Libraries Used in the Project Several libraries were crucial to the project's development. OpenCV (Open Source Computer Vision Library) was utilized for video processing, including frame extraction, which allowed us to analyze video content frame by frame. The Transformers library from Hugging Face was used for leveraging the pre-trained BLIP model for image captioning, providing detailed and contextually accurate descriptions of video frames. PIL (Python Imaging Library, also known as Pillow) was employed for handling and manipulating image files, facilitating the integration of visual content. gTTS (Google Text-to-Speech) was used to convert text descriptions into audio files, adding an auditory dimension to the captions. MoviePy was utilized for merging audio tracks with video files, ensuring synchronized playback of audio and video content. FFmpeg was used for merging subtitle files with the video to display captions, providing a seamless viewing experience.

Challenges we ran into

One of our key challenges is ensuring the generation of highly accurate captions that can seamlessly adapt to diverse video content, rather than being limited to specific categories. For instance, we implement robust error-catching mechanisms to prevent issues when videos lack original soundtracks or include background music tracks, which could otherwise lead to inaccuracies in captioning. Looking ahead, we plan to enhance our monitoring and testing processes to further refine our system's capability to handle a wide range of video types with precision and reliability.

Accomplishments that we're proud of

We generate coherent and continuous captions for our videos by leveraging advanced AI models and meticulous synchronization techniques.

Image Captioning: Utilizing the BLIP model, our system processes video files to extract frames and generate detailed captions for each, ensuring that important visual information is conveyed accurately.

Text-to-Speech and Speech-to-Text Translations: The original audio track of the video is transcribed using Whisper by OpenAI, and these transcriptions are refined to match the video's duration perfectly. This text is then transformed into audio narrations via gTTS, allowing for a seamless auditory representation of the video.

Synchronization and Subtitles: The entire process is designed to maintain synchronization between the audio and video elements. The final output merges these components using MoviePy, and subtitles are incorporated using FFmpeg to enhance clarity and comprehension.

What we learned

Through this project, we gained crucial insights into the integration of complex AI technologies and the importance of user-centric design in accessibility tools. We learned to fine-tune AI models like BLIP for image captioning and Whisper for speech recognition to meet specific user needs effectively.
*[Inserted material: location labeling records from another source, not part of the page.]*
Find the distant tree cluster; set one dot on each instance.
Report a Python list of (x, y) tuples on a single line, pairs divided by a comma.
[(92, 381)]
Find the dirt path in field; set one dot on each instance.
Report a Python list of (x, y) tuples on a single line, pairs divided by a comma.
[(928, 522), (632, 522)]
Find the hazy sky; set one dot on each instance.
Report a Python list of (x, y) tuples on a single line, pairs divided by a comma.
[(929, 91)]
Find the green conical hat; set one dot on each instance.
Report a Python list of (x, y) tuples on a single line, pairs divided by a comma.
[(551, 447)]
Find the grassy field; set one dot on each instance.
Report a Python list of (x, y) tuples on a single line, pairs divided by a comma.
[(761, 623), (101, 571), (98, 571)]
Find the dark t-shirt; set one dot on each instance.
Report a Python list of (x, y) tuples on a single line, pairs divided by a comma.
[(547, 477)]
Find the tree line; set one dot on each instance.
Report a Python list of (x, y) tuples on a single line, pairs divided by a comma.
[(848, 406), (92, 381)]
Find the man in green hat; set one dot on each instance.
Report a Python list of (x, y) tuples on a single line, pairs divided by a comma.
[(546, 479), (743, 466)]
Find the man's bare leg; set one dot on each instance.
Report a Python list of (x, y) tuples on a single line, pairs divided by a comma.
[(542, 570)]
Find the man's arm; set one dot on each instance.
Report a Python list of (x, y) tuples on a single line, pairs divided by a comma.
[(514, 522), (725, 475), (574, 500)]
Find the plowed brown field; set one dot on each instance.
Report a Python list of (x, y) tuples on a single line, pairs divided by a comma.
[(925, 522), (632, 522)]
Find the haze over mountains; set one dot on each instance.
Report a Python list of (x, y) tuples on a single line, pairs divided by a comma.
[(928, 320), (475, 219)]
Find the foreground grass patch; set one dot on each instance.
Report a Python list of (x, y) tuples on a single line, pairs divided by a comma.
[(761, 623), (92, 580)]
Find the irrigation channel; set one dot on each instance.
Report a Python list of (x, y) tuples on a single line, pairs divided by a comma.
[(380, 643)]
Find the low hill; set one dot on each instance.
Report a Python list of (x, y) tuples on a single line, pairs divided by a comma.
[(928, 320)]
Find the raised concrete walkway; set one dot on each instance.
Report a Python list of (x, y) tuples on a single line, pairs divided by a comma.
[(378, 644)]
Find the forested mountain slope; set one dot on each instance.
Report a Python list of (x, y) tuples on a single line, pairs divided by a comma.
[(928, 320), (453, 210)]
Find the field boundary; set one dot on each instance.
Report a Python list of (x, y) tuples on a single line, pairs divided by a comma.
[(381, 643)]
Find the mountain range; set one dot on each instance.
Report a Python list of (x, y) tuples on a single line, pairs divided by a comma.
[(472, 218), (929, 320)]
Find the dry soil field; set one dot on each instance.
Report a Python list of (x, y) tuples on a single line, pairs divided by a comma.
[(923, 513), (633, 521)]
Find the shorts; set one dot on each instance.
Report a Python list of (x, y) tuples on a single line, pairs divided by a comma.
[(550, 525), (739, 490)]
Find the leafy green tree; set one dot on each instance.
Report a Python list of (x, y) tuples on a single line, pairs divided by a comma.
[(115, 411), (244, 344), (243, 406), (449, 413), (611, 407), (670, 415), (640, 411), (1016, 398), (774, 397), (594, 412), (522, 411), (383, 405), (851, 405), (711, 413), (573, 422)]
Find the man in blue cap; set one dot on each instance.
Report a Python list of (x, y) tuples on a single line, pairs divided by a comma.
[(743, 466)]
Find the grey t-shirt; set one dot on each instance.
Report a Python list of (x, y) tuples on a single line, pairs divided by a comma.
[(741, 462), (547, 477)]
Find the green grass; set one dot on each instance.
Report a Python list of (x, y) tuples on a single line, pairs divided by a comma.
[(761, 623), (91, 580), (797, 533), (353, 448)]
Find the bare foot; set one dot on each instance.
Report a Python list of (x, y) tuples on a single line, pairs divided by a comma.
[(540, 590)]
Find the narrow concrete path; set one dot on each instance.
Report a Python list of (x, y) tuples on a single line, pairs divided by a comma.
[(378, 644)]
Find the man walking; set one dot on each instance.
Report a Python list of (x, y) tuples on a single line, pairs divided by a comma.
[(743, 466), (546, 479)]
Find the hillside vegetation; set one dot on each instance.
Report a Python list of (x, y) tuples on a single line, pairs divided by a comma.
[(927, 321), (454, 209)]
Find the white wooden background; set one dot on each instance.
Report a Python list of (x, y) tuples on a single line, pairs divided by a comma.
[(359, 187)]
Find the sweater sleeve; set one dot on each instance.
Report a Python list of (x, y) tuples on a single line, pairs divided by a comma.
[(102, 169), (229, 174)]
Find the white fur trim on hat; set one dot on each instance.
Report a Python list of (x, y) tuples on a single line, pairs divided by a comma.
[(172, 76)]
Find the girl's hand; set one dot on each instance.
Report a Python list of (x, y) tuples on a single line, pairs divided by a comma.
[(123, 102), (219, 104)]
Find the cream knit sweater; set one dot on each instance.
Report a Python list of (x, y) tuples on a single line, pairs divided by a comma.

This project reinforced our commitment to using technology to enhance accessibility and opened new avenues for innovation in support of the visually impaired community.

What's next for ListenIn

Currently, our project is dedicated to translating and enhancing video content into audio formats for the visually impaired. Looking ahead, we aim to expand our focus to real-time sign language translation, enabling hearing-impaired individuals to create content in sign language that remains accessible to the general public. To achieve this, we plan to utilize machine learning techniques for precise classification and segmentation, coupled with advanced large language models to significantly improve the translation accuracy.